Confront and Conceal - David Sanger
The extraordinary story about the Obama administration’s decision to launch a supersecret cyber operation against Iran’s nuclear facilities is the centerpiece of New York Times correspondent David Sanger’s Confront and Conceal: Obama’s Secret Wars and Surprising Use of American Power (Crown, $28). But this well-sourced and vividly written book also provides informative accounts of the handling of other key national security challenges, including Afghanistan, Pakistan, the Arab Spring, China and North Korea. President Obama is portrayed as both idealist and pragmatist.

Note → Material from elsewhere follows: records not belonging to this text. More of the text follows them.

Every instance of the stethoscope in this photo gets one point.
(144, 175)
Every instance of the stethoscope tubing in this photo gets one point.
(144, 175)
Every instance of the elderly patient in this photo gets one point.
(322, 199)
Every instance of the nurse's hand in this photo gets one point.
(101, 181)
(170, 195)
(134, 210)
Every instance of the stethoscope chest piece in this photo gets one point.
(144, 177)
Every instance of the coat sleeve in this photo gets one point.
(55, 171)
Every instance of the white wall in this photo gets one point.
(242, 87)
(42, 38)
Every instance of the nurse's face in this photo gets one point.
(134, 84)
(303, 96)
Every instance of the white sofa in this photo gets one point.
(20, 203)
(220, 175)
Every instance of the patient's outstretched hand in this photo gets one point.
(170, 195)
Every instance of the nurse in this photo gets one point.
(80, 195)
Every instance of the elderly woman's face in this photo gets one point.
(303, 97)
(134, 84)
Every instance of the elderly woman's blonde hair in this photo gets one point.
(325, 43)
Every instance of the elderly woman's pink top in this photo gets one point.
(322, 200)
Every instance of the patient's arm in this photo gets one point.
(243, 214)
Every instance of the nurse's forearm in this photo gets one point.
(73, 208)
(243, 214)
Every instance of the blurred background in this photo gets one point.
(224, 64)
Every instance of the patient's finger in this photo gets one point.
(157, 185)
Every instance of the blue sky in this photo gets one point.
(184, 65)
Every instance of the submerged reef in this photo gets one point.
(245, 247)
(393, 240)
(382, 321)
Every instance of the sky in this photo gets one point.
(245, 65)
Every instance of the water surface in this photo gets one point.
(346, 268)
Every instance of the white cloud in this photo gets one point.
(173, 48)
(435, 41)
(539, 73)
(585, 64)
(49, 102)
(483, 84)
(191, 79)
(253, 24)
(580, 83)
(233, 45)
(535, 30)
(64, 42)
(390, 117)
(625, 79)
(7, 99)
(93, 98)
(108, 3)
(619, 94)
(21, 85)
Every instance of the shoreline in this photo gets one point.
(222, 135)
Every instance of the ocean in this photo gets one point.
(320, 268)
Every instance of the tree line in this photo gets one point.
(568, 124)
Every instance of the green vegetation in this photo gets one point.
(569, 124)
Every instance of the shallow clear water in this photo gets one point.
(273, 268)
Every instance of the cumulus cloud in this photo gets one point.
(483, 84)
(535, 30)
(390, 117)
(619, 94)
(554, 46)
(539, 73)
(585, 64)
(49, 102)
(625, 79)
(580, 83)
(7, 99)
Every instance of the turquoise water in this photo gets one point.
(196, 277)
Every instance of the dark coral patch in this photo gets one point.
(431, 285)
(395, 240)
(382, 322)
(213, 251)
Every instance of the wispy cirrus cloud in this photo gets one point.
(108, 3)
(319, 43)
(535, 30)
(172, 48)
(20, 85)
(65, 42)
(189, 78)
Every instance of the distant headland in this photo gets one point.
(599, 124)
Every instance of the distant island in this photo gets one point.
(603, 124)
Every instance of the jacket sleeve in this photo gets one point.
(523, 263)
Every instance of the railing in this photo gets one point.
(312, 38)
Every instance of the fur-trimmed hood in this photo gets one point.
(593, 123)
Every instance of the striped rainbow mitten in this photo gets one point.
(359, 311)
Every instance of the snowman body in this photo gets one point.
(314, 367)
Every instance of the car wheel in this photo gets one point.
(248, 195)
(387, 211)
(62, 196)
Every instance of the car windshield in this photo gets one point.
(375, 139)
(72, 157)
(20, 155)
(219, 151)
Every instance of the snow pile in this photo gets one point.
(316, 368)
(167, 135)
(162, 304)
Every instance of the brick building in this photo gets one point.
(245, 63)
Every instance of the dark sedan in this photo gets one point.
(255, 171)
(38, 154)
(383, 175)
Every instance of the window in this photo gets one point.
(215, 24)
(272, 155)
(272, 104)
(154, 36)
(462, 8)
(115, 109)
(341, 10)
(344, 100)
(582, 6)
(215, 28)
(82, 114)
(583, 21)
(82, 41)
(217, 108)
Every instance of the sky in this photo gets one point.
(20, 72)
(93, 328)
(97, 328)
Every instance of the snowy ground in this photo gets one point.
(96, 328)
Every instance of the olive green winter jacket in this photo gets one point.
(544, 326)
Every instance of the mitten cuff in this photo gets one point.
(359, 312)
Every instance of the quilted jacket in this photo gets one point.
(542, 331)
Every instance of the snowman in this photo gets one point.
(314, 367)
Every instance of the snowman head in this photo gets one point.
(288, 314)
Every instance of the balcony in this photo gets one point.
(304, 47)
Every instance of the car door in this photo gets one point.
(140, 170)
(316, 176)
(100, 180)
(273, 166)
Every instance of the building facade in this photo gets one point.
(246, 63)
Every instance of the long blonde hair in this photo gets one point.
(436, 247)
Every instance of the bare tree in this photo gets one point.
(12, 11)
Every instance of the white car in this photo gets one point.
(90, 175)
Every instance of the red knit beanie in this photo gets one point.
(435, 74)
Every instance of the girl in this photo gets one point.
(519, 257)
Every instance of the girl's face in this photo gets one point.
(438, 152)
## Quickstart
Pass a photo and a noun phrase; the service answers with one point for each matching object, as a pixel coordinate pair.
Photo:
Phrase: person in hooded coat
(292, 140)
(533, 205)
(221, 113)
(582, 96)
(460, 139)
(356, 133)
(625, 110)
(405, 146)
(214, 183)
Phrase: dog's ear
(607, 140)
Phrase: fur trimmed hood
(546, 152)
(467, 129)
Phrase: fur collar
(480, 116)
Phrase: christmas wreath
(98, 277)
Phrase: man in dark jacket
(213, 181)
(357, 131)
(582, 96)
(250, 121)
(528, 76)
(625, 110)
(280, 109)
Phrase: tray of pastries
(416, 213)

On the one hand, he’s wary of military action when no national threat exists and rejects the neoconservative notion of the United States as “indispensable nation.” On the other hand, he’s depicted as firmly willing to use force to protect U.S. interests, as when he ordered the raid that killed Osama bin Laden, expanded drone strikes into an antiterrorism offensive, and authorized use of the Stuxnet cyberworm to sabotage Iran’s nuclear program.
The Obamians - James Mann
His 2004 book, The Rise of the Vulcans, about the backgrounds and experiences of George W. Bush’s foreign policy team, established James Mann as an insightful and balanced chronicler of the personalities who shape foreign policy. In The Obamians: The Struggle Inside the White House to Redefine American Power (Viking, $26.95), Mann offers a complex portrait of the foreign policy- making apparatus around President Obama. He describes how Obama and his team in some ways have followed through on their initial pledges to break with the policies of the Bush administration, but how in other ways they have accommodated themselves to the preexisting order. Obama is portrayed as the master of his own foreign policy. But the book also highlights the influence of two main groups around the president—the older, experienced Washington hands including Hillary Clinton, Bob Gates, and Leon Panetta, and a younger, very politically attuned group closer to Obama that includes Denis McDonough, Ben Rhodes, Samantha Power, and Susan Rice.